While Del made the rain shield, Tommy worked around her to purge the front seat of water and sparkling fragments of tempered glass. As he worked, he told her what had happened from the moment when the mini-kin had shorted-out the office lights until it had erupted from the burning Corvette.
‘Bigger?’ she asked. ‘How much bigger?’
‘Almost double its original size. And different. The thing you saw clinging to the van window... that’s a hell of a lot weirder than it was when it first began to emerge from the doll.’
Not one vehicle drove through the underpass as they worked, and Tommy was increasingly concerned about their isolation. Repeatedly he glanced toward the open ends of the concrete shelter, where heavy rain continued to crash down by the ton weight, bracketing the dry space in which they had taken refuge. He expected to see the radiant-eyed demon - swollen to greater and stranger dimensions - approaching menacingly through the storm.
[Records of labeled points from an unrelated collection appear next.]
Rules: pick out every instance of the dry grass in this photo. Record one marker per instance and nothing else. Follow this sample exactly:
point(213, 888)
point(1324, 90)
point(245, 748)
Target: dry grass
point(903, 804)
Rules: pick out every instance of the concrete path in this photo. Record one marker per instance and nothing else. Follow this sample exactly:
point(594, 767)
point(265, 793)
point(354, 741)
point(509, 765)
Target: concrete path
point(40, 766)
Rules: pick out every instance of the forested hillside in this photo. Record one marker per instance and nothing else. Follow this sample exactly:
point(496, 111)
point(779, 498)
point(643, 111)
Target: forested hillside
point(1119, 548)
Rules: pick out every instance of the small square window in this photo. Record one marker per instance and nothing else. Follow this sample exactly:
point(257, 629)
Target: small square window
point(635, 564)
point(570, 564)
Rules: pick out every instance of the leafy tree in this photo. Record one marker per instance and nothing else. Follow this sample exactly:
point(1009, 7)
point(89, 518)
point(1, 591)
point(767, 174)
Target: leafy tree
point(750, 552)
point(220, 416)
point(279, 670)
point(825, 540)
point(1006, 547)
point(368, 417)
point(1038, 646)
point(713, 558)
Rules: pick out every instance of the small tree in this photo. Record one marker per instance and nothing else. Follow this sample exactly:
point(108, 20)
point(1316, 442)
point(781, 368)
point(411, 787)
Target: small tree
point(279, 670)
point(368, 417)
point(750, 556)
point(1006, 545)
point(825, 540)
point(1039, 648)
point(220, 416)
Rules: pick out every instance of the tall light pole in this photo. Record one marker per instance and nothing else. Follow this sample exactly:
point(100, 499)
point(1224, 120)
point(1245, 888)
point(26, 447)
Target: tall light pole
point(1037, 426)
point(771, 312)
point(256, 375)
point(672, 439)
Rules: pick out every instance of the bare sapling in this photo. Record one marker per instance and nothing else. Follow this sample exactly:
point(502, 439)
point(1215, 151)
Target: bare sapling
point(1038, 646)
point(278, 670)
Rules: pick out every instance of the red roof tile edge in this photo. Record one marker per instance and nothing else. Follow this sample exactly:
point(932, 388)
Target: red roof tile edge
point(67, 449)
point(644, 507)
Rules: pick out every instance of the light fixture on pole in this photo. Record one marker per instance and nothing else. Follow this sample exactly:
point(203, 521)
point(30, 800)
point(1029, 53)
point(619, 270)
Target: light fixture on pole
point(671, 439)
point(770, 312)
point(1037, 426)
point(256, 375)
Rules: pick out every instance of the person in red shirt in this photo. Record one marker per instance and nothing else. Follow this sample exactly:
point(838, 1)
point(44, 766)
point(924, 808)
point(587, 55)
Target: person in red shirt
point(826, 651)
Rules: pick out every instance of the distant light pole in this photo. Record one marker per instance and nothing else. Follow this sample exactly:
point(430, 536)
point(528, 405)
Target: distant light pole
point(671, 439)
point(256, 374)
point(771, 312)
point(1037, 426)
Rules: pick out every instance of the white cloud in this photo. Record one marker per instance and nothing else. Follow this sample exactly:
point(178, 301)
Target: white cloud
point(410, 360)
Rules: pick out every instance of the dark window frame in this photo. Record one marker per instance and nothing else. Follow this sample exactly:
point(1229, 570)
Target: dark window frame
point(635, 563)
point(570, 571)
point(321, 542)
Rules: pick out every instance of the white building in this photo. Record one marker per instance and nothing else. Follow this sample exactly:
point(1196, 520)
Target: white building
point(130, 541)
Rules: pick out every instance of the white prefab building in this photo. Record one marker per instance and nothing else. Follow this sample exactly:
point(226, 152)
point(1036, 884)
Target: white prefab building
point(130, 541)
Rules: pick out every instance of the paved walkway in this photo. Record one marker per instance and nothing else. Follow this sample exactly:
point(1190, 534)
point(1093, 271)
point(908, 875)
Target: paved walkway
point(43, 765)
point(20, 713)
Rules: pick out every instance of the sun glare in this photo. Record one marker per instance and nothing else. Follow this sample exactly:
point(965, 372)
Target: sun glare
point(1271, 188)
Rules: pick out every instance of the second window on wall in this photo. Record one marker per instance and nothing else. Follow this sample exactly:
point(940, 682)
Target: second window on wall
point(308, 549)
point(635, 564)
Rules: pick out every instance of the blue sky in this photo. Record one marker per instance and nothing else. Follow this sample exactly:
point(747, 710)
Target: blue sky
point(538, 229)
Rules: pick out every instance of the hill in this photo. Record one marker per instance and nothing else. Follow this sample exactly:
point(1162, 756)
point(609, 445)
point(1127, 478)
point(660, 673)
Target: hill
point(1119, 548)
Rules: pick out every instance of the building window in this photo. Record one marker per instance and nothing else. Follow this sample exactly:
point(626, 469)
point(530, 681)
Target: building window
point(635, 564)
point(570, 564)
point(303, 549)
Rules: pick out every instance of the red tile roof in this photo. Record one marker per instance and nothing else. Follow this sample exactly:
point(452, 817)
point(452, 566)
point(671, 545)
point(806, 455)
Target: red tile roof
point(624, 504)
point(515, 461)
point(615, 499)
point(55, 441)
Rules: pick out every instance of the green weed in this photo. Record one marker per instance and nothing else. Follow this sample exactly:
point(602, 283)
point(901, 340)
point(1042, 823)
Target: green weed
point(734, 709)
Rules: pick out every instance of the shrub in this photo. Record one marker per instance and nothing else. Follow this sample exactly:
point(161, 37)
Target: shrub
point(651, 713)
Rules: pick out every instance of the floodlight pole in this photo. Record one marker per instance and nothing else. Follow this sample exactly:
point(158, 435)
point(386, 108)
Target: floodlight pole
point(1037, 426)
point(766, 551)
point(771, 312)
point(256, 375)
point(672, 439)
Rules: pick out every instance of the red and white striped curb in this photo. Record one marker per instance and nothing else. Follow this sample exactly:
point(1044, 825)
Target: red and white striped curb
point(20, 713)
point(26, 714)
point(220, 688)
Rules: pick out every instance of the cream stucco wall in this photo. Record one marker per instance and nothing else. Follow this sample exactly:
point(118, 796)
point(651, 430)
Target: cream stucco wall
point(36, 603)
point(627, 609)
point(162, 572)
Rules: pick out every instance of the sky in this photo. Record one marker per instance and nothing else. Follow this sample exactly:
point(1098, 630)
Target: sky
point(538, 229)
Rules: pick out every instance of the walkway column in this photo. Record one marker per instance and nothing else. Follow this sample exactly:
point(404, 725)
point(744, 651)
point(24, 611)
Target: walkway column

‘So what do you think it is?’ she asked.
‘I don’t know.’
‘Where does it come from?’
‘I don’t know.’
‘What does it want?’
‘To kill me.’
‘Why?’
‘I don’t know.’
‘There’s a lot you don’t know.’
‘I know.’
‘What do you do for a living, Tuong Tommy?’
He ignored the purposeful misstatement of his name and said, ‘I write detective stories.’
She laughed. ‘So how come, in this investigation, you can’t even find your own butt?’
‘This is real life.’
‘No, it’s not,’ she said.
‘What?’
With apparent seriousness, she said, ‘There’s no such thing.’
‘No such thing as real life?’
‘Reality is perception. Perceptions change. Reality is fluid. So if by “reality” you mean reliably tangible objects and immutable events, then there’s no such thing.’
Having used two rolls of paper towels to clean the passenger’s seat and the leg space in front of it, heaping the last of them on the sodden little pile that he had created against the wall of the underpass, he said, Are you a New Age type or something - channel spirits, heal yourself with crystals?’
‘No. I merely said reality is perception.’
‘Sounds New Age,’ he said, returning to watch her finish her own task.
‘Well it’s not. I’ll explain someday when we have more time.’